One Sunflower

convergence zone

on November 15, 2009


I headed home on Friday in the midst of a storm; the sky was purple-black, there was thunder and lightning, and mothball sized hail falling with pings on my car.  I took it slow because my car is like a soda-pop can on wheels.  Slow driving means more think-time.  I reflected on the past two weeks – some of the worst I’ve had teaching.  But the changes I had made over the past week had created a better environment in my classroom and I was feeling good on that slow, slushy drive.

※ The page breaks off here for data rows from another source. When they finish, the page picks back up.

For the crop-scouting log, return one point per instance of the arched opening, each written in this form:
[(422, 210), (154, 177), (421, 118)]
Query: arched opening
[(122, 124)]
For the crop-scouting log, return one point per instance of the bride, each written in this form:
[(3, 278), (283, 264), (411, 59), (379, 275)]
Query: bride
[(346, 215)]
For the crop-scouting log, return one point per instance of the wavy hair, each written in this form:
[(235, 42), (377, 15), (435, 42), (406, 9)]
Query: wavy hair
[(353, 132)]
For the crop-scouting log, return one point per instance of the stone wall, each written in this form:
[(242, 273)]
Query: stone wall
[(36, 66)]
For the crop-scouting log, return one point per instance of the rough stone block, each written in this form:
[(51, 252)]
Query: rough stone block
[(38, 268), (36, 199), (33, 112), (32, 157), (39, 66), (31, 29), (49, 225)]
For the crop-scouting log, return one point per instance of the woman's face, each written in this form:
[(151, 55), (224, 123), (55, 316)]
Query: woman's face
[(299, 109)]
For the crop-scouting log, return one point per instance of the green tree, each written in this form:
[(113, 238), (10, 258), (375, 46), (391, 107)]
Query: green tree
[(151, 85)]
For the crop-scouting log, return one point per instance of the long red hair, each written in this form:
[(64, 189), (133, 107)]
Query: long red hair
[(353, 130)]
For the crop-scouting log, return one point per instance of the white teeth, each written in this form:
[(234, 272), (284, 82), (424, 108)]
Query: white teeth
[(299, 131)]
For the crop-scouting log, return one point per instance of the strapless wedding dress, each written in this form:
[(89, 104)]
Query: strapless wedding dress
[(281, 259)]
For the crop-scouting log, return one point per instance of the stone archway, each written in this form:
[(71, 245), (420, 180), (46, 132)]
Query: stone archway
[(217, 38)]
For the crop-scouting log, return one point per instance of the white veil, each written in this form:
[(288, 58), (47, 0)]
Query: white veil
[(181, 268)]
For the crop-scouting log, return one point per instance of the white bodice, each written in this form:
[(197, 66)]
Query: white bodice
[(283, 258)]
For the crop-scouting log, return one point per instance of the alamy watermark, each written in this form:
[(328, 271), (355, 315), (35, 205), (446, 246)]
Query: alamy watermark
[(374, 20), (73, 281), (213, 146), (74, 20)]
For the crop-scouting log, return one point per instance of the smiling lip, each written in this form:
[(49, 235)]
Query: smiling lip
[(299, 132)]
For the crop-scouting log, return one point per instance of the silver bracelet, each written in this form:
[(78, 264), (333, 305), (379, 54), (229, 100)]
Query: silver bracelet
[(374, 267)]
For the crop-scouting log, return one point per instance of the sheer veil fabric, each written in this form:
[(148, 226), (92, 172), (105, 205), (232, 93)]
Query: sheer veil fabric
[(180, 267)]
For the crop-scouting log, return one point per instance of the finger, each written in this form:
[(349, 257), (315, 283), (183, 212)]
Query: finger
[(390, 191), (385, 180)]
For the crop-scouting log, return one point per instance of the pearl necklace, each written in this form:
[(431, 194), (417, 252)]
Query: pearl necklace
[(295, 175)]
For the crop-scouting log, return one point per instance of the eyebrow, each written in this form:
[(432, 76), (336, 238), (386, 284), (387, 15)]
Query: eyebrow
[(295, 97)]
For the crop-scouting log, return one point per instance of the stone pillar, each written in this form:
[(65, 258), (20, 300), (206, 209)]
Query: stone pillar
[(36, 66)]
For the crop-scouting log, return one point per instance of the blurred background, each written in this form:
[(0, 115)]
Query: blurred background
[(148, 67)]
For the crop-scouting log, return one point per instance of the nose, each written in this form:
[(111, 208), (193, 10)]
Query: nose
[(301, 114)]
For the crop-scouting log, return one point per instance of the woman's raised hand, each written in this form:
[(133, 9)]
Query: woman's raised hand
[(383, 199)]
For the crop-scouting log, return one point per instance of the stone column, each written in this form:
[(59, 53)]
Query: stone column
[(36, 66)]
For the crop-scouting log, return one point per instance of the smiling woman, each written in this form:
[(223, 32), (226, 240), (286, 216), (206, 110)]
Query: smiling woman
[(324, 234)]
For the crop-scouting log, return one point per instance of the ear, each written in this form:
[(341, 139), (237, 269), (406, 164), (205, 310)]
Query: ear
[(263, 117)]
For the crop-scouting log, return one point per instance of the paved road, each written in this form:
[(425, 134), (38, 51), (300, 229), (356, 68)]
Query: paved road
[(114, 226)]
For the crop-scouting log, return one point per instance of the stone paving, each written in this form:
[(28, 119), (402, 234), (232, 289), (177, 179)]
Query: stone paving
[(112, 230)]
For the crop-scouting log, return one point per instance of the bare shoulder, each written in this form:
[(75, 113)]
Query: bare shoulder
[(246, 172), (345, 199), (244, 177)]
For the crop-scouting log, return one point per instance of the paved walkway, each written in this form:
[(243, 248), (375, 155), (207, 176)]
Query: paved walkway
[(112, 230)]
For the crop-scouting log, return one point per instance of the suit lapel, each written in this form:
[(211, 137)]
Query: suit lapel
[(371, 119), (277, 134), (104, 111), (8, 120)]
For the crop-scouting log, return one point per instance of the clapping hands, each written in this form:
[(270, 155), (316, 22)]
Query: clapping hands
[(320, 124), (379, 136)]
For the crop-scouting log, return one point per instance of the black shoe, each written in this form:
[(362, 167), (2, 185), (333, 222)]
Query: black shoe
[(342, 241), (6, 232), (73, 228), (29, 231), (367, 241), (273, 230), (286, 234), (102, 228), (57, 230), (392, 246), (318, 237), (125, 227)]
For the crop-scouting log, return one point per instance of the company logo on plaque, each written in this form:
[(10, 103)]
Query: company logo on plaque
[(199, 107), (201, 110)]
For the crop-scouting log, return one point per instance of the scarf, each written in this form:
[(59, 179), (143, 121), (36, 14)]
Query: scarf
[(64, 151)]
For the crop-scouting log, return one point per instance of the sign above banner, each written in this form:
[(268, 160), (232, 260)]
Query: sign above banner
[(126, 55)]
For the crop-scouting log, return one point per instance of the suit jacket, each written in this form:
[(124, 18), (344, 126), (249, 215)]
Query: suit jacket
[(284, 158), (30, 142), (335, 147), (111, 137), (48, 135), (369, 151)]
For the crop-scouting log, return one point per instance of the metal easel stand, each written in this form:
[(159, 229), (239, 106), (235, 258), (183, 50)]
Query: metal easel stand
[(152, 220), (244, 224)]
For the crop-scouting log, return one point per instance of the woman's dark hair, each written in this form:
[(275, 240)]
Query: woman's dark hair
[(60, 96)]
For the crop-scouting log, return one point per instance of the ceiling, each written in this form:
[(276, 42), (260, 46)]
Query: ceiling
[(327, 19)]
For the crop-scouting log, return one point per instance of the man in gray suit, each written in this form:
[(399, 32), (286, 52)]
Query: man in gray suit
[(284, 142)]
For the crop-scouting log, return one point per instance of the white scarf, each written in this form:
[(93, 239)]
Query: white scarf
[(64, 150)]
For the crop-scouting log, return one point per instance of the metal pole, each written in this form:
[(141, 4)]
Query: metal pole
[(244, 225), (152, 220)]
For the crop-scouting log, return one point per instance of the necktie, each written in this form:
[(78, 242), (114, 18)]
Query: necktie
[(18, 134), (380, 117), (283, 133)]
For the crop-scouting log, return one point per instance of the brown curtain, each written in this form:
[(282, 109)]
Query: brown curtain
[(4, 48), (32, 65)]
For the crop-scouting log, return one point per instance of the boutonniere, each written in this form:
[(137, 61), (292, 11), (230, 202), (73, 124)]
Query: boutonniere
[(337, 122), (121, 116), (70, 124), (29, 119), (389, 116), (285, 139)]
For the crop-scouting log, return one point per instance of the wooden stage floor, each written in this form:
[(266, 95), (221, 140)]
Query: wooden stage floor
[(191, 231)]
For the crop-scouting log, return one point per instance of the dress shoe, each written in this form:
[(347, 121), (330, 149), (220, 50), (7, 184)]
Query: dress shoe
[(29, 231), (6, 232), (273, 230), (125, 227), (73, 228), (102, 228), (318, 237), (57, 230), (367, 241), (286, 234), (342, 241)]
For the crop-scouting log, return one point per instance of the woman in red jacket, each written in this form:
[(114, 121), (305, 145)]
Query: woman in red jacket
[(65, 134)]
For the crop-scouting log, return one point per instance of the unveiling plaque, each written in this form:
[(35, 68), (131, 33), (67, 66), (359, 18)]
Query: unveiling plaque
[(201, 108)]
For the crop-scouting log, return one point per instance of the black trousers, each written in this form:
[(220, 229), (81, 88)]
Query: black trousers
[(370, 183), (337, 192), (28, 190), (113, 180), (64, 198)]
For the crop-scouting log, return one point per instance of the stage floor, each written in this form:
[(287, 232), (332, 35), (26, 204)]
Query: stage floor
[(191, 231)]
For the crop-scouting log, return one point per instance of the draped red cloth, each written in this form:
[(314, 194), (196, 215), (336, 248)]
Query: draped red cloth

I don’t think I am dissimilar from other teachers who are so vested in their work that a crummy day becomes a total assault on my psyche.  Robyn Jackson, in her book, Never Work Harder Than Your Students, suggests that teachers have metaphors they use about teaching and that we should pay attention to these metaphors because they are indicators of the role we see for ourselves.  I know I’ve used gardening metaphors when I’ve written about my role as a teacher but I’m not sure I really see the children as little plants that I nurture with tender care.  I know that my students need more than just a great environment and loving care to thrive. 

I feel my classroom is a place where there are forces of nature at work.  Some of those forces are the students themselves – whether they be stormy little hurricanes or sweet summer breezes, they move about the classroom with impact.  The force that I am in the classroom is sometimes as gradual as water over rocks, changes I will never be able to account for.   At other times the students and staff come together in a climate of wind, water, and waves – creating new frontiers.

It can be exciting to be a storm chaser.  But sometimes it is overwhelming and I’d like to be able to turn it all over to the weather channel!  

It is a new frontier to have preschoolers in an elementary school.  Their needs are somewhat like our most involved special ed students in that preschoolers don’t have all the behaviors we expect of school age children.  We can model and explain the expectations but they aren’t always developmentally appropriate for 3-5 year olds and a preschooler may need special supports.  The teacher in the preschool classroom is that number one support. 

So I guess that explains why I often feel it is all up to me but I am getting better at looking to all the resources available to me.   There are other early childhood educators, paraprofessionals, my principal, the parents of my students, traditional resources in books and on the internet.  Thank goodness I’ve developed the tenacity to try to get to the bottom of issues when they crop up. That is part of my own personal nature.